The discovery of the Impurity-Helium Solid Phase $(IHSP)^{1}$ allows to achieve a reliable long-time isolation of metastable species by helium. The long-lived nitrogen $N(^{2}D)$ atoms seem to be a persuading spectroscopic object here. They turn out to survive more than $10^{4}$ s in IHSP with radiative decay caused solely by a heavy particle (nitrogen molecule or rare gas atom) $neighborhood^{2}$. The comparison of atomic $N(^{2}D \to {^{4}}S)$ at $\lambda \approx 520$ nm and atom-molecular vibronic $N(^{2}D) - N_{2}(/nu=0) \to N(^{4}S) - N_{2}(/nu=1)$ at $ \lambda \approx 595$ nm luminescences have confirmed that the molecular-like spectra shapes are consequense of the excimer state formation. The excimer-like nature of isolated $N(^{2}D)$- Rg pairs $(Rg \equiv Ne, Ar, Kr, Xe)$ is evidenced by their both spectra shapes and luminescence lifetimes observed.

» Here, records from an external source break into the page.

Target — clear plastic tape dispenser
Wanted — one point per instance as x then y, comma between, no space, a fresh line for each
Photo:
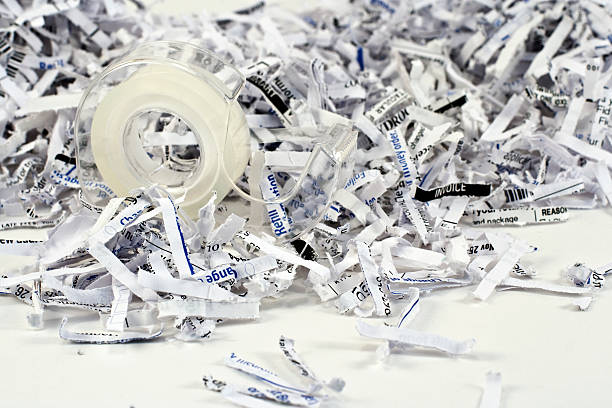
166,113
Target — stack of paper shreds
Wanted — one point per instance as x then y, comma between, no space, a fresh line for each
469,113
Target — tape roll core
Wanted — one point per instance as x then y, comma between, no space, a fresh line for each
121,158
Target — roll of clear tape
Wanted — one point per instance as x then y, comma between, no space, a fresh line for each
121,158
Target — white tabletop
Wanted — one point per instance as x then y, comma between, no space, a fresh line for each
549,353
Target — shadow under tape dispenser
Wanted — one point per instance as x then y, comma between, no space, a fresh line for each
166,113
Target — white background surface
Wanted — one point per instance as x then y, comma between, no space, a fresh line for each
549,353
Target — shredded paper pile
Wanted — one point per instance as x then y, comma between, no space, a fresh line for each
469,114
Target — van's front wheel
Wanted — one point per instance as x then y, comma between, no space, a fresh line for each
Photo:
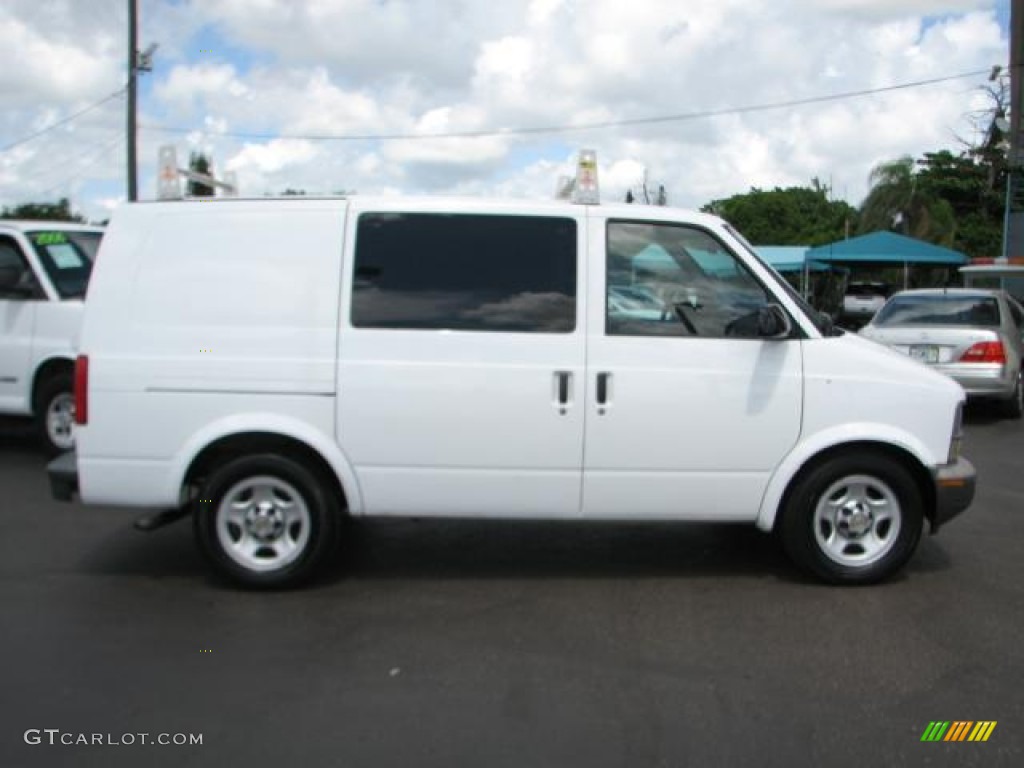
853,519
265,521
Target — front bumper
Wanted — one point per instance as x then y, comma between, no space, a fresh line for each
954,485
62,472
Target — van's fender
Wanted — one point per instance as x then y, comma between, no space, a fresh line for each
836,436
275,424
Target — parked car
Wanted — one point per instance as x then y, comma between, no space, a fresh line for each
861,301
44,271
270,366
974,335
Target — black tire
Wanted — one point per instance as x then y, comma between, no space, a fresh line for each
1014,408
53,422
272,549
829,540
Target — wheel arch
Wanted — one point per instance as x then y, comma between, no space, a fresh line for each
312,451
795,468
46,370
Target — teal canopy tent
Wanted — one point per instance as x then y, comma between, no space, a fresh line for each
886,249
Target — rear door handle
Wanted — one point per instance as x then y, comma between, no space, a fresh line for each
602,388
563,382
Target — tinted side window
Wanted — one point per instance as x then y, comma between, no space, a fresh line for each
67,257
1017,312
671,280
465,272
14,269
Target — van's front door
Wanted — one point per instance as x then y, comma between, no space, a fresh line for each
688,412
461,361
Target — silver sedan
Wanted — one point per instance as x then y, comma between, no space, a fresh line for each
973,335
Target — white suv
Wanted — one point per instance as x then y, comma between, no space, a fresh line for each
271,366
44,270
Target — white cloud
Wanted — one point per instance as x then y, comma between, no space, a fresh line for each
359,68
272,157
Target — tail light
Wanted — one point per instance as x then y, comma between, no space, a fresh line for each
82,389
985,351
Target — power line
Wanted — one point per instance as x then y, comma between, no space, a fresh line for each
90,161
61,122
583,126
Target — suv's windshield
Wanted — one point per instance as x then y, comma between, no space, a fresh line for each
67,257
946,309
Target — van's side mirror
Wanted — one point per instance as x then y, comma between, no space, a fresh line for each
773,323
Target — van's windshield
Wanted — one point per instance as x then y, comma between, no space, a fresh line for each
67,257
821,322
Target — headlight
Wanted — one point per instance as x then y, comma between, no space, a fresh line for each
957,435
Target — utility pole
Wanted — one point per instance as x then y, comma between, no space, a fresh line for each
1013,229
132,78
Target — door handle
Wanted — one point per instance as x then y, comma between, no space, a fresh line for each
563,380
602,388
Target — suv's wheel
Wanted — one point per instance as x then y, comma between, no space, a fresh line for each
266,521
54,414
854,519
1014,408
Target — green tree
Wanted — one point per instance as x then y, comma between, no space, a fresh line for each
200,163
900,202
59,211
794,216
973,184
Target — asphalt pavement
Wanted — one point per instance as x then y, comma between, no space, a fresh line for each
507,644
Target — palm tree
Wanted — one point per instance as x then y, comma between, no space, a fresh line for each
897,202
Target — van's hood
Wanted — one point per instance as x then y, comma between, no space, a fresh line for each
853,356
881,361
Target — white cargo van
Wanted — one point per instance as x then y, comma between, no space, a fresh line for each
44,270
271,366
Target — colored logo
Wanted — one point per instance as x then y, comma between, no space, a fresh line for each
958,730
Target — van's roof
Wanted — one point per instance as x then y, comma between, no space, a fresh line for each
33,224
619,210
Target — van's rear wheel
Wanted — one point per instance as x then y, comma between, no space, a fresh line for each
266,521
853,519
54,414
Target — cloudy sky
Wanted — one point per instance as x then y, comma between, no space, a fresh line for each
329,95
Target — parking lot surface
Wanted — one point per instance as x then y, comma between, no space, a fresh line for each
511,644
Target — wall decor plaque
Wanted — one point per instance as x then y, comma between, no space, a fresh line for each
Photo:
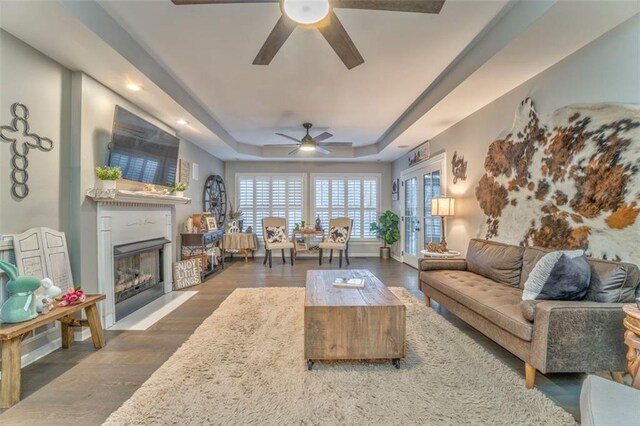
420,153
22,140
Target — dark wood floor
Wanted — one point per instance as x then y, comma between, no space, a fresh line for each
96,383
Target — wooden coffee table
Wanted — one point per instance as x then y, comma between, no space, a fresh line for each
352,323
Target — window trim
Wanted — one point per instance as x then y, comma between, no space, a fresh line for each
346,176
241,175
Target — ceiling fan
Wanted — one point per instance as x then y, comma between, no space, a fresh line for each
320,15
308,143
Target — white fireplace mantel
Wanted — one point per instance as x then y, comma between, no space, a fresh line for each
124,197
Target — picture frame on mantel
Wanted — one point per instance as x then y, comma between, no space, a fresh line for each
420,153
185,171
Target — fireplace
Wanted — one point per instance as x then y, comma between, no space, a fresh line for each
138,273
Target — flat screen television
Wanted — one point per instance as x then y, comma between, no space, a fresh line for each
144,152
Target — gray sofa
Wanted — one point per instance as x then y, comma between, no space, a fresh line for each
485,290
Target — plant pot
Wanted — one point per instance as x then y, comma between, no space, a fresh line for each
385,252
106,184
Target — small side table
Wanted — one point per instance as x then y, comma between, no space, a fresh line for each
632,339
436,255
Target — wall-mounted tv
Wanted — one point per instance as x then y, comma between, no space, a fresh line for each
144,152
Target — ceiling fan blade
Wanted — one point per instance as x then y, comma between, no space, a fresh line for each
322,150
419,6
183,2
322,136
288,137
274,42
339,40
338,144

Thermoluminescence studies give the energy barrier for two isolated in IHSP neighboring heavy particles fusion, $E_{act} = 40 \pm 4 K^{2}$. In contrast LIF study of the isolated in IHSP solitary $Ne(^{3}P_{2})$ atoms has shown the lines nonbroadened and nonshifted with experimental accuracy of $0.06 {\AA}$, in spite $Ne(^{3}P)$ atom is close analog of alkali ones for which large spectra disturbance by both liquid and solid helium have been elucidated.